Have I missed something? Quite probably and will happily accept suggestions, even if the list is quite impressive as it is.
This is the real biggie and many of the items mentioned in the tourism section above can be exported.
Italy has so many brands with a world class reputation, it is difficult to remember them all, but here are a few to be going on with:
Italian fashion brands: Gucci, Armani, Emilio Pucci, Valentino, Prada, Dolce & Gabbana, Ferragamo, Roberto Cavalli, Trussardi, Versace, Krizia, Etro, Miu Miu, Laura Biagiotti, Max Mara, Fendi, Moschino, Missoni, Bottega Veneta, Benetton and Brioni are but a few. And there are many Italian accessory and jewelry brands, such as Luxottica, too.
Italian food brands: Nutella, Ferrero, Barilla, Napolina, Parmalat, and many more, including smaller brands making exclusive products for the luxury sector such as Baratti & Milano, Venchi, Bistefani and more. Visit the Eataly Market to see reams and reams of Italian food brands.
Want more? There are, plenty:
Italian furniture brands, and this is a mere glimpse of what Italy has to offer:
- Cattelan Italia
- Gallotti e Radice
- i4 Mariani
- Magis Design
- Team 7
Then there is Italian design, such as
What about Italian motorbikes:
- Moto Guzzi
- MV Agusta
Italy seems to be good at just about everything it touches, and then some.

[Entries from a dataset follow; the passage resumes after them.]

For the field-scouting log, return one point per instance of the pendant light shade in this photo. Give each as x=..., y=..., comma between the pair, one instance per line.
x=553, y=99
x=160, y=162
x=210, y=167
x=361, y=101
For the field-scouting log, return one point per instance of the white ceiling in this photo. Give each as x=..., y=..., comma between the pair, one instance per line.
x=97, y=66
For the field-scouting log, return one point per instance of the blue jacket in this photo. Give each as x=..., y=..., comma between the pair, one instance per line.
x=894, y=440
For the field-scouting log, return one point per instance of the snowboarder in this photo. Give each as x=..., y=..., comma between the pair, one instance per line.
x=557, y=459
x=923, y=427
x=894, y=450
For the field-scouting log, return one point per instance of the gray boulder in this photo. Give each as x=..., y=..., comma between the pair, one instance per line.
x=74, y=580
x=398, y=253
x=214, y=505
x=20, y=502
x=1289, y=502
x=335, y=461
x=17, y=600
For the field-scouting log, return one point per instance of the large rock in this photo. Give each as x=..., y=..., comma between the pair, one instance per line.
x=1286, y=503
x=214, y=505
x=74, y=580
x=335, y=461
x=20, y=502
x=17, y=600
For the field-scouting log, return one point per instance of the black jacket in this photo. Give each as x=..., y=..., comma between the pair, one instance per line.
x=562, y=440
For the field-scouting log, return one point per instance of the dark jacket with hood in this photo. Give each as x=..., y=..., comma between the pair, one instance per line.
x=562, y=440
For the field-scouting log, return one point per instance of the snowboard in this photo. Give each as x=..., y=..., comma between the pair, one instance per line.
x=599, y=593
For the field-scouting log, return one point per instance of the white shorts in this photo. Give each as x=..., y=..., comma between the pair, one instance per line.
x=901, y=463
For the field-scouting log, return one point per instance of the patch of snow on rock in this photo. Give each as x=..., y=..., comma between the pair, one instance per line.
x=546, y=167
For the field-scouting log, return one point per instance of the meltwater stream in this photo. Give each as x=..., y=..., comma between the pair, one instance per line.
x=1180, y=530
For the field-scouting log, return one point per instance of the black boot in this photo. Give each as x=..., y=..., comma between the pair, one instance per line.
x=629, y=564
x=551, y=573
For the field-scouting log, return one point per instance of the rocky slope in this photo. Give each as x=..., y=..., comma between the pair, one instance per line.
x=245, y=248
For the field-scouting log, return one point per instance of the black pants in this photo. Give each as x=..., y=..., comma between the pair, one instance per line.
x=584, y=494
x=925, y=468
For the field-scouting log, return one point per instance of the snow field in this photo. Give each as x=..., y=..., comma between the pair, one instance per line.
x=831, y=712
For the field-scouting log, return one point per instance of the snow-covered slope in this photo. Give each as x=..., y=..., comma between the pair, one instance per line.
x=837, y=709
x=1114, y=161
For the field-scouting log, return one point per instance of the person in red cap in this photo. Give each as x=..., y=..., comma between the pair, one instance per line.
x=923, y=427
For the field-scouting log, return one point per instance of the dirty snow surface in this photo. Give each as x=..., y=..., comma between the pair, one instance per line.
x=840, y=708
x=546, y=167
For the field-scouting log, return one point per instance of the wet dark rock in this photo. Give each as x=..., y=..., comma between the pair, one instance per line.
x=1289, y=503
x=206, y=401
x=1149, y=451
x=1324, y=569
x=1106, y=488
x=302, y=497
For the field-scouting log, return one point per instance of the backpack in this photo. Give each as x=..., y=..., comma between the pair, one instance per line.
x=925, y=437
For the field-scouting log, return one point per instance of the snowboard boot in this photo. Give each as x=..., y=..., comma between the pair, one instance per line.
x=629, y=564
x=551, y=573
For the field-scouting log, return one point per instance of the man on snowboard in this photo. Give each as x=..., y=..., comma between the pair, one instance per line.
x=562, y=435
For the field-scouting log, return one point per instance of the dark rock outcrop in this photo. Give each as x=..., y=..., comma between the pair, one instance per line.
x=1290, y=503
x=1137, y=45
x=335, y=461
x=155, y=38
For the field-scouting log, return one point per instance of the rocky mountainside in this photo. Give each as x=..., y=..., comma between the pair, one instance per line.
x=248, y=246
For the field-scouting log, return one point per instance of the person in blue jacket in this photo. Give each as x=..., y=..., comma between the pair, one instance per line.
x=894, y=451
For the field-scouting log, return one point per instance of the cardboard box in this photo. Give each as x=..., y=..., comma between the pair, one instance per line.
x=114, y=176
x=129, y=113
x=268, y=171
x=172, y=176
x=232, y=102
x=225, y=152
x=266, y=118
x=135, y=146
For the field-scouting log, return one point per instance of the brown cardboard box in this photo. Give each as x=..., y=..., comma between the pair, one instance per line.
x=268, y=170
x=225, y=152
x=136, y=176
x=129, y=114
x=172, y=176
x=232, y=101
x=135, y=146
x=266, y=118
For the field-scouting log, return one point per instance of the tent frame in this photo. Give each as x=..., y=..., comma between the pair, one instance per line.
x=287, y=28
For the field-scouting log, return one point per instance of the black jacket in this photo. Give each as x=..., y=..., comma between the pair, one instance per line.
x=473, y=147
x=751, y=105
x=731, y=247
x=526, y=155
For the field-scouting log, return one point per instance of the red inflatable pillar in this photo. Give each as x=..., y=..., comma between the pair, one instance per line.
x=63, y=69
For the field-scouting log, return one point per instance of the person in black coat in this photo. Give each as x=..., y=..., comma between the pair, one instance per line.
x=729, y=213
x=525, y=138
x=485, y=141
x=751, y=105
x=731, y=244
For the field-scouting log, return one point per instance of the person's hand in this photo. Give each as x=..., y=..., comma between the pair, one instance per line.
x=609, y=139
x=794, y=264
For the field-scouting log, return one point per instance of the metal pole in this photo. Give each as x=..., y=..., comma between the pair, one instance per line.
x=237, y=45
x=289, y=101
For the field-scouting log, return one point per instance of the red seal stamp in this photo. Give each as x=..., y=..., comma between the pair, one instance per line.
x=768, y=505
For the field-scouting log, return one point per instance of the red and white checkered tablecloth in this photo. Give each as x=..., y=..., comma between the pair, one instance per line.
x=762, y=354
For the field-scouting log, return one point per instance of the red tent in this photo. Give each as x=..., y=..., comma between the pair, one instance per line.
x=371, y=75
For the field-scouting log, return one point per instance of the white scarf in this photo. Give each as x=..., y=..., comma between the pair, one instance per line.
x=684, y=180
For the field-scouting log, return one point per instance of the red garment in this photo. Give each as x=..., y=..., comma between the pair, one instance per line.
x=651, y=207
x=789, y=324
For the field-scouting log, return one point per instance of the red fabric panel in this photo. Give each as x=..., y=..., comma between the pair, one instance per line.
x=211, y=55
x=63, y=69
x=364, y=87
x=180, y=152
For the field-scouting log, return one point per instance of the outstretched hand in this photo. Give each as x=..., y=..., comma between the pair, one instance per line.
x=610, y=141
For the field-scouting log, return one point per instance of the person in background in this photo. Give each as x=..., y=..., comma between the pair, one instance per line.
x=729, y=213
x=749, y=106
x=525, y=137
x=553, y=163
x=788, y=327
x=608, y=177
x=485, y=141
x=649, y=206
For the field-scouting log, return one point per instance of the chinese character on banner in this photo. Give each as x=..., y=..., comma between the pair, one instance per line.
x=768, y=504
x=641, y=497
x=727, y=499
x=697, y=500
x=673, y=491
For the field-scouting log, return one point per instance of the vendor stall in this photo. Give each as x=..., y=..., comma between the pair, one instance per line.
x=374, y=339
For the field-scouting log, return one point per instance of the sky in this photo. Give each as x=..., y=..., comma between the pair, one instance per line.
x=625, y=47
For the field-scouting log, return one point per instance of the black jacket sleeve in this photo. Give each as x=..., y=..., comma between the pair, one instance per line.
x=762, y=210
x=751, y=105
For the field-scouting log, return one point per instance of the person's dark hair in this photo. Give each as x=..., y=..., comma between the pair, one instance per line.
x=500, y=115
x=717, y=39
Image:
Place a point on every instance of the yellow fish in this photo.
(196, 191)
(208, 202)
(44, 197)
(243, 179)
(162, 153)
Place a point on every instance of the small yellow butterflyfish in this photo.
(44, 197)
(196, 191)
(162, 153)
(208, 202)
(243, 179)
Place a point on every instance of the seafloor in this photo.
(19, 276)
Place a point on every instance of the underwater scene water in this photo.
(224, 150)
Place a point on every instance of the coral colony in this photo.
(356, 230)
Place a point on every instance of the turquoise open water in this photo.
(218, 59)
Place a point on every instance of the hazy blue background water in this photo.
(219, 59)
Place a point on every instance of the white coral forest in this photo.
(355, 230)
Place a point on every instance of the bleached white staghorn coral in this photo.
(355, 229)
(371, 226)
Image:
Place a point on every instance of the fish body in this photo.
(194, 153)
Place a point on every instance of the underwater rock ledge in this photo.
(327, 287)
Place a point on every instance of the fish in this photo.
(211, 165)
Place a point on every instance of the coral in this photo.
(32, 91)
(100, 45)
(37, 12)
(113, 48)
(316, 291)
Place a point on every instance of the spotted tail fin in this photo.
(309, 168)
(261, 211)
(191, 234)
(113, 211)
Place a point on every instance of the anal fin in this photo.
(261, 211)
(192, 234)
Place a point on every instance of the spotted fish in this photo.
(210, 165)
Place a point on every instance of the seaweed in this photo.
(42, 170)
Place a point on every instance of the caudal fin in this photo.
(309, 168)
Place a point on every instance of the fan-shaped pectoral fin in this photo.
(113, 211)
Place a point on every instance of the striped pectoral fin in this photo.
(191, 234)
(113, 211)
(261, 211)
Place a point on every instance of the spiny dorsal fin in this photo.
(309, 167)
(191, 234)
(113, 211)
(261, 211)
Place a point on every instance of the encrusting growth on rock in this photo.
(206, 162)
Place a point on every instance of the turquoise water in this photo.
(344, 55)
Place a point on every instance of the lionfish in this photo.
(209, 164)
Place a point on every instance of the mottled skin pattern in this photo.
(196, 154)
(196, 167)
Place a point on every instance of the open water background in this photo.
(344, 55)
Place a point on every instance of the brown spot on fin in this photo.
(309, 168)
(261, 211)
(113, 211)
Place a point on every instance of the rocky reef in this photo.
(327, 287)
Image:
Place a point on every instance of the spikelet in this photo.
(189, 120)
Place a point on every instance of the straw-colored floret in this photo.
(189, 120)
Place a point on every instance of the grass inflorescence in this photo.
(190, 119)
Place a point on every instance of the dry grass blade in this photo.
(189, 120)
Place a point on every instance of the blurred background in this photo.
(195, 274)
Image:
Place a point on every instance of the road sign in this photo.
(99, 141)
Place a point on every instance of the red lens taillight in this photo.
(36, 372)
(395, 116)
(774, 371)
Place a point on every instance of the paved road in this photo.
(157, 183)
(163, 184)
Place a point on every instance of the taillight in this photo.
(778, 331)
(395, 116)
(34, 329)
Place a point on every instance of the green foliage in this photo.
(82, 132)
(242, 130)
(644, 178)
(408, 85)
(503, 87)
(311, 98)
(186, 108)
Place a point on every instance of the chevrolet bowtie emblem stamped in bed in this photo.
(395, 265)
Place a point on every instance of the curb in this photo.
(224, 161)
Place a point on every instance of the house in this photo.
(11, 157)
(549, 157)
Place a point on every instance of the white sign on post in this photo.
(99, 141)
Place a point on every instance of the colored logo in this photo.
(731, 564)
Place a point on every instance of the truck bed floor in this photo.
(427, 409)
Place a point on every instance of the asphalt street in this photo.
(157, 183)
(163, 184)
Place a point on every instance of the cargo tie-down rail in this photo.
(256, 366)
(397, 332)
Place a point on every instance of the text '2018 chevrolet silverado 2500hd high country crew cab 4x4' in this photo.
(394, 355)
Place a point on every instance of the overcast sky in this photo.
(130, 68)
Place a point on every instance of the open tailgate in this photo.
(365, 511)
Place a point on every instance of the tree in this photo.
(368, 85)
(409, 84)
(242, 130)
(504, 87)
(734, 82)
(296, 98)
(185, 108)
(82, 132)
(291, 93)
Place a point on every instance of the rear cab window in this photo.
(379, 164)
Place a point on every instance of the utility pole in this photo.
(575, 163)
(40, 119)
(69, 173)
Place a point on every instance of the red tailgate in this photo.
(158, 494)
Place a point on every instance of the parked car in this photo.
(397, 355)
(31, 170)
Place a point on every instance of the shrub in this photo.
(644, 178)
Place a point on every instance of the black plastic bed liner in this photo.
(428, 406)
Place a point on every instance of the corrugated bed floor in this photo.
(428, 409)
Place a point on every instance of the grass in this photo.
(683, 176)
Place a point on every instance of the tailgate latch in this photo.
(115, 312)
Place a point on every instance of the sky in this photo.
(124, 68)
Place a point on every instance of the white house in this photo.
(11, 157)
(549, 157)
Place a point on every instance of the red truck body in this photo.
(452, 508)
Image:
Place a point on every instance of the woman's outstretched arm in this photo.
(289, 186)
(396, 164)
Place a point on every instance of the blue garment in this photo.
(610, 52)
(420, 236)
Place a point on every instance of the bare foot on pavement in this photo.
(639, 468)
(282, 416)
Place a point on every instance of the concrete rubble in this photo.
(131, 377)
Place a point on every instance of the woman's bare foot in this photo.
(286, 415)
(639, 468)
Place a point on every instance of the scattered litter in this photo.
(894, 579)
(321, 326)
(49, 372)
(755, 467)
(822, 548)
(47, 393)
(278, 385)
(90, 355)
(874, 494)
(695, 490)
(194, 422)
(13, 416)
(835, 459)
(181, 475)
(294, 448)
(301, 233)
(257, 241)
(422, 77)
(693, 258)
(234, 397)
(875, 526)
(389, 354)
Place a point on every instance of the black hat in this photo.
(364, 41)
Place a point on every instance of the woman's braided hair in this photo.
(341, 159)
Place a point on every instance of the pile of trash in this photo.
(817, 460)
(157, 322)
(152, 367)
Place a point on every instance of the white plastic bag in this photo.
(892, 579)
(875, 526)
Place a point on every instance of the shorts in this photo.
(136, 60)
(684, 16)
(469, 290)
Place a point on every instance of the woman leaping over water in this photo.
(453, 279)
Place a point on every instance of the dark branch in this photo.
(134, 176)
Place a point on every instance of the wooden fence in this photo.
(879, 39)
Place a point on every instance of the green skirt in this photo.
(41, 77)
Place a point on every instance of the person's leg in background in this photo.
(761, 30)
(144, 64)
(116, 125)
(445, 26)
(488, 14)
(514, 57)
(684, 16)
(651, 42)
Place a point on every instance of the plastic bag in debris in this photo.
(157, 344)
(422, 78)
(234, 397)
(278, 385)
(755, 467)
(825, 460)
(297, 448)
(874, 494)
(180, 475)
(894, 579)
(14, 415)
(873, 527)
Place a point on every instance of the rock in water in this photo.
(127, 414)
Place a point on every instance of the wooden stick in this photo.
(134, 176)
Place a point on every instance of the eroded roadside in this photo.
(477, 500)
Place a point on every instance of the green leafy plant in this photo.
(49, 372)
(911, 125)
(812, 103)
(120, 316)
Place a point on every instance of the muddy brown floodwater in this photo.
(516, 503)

Italy has lots of great brains, but has already, and blindly, let them export themselves away from the Boot, but many would come back and may well do so, when they deem the time is right. I’m willing to bet that many Italian expats are watching what Mario Monti is getting up to with great interest.
What is also interesting is that Italy is not standing still, despite its problematic economy.
New companies are being formed all the time, such as South Garage Cafè, a creator of bespoke cafè racer motorcycles. Unfortunately, Italy does not do much to nurture its baby businesses, but if the nation goes in the direction Mario Monti is pointing it, the world may well be graced by even more iconic Italian brands.
Obviously it is no good making products which nobody wants to buy, but this is not the case with Italy’s goods. The problem is that many people outside of Italy simply do not know what Italy offers.
I’ve been told by a few Italians that Italy is not especially good at marketing itself – which is putting it very mildly indeed. This is a pity because markets for Italian products abound.
Just about every country in the world is a market for made in Italy goods.
In some countries, such as the USA, UK, and a good few other nations, Italian brands are fairly well established; very well established, if you consider some of the big Italian fashion houses.
On top of the existing markets, which Italy could probably exploit better, there are the huge emerging markets – China, India and, eventually, Russia.
There is still plenty of space for Italy’s fine products almost everywhere.
Market, Market, Market
Italy only really needs to market its vast assortment of goods better.
If the Italian government actually starts functioning, one fine day, and with a little luck it will as a result of Mario Monti waving his technocratic wand, Italy stands to be an economy which dwarfs those of France, Germany and Great Britain.
Italy should be the number one economy in Europe. I’m absolutely, utterly and totally convinced of this.
Go on Italy! You can do it – if you want to.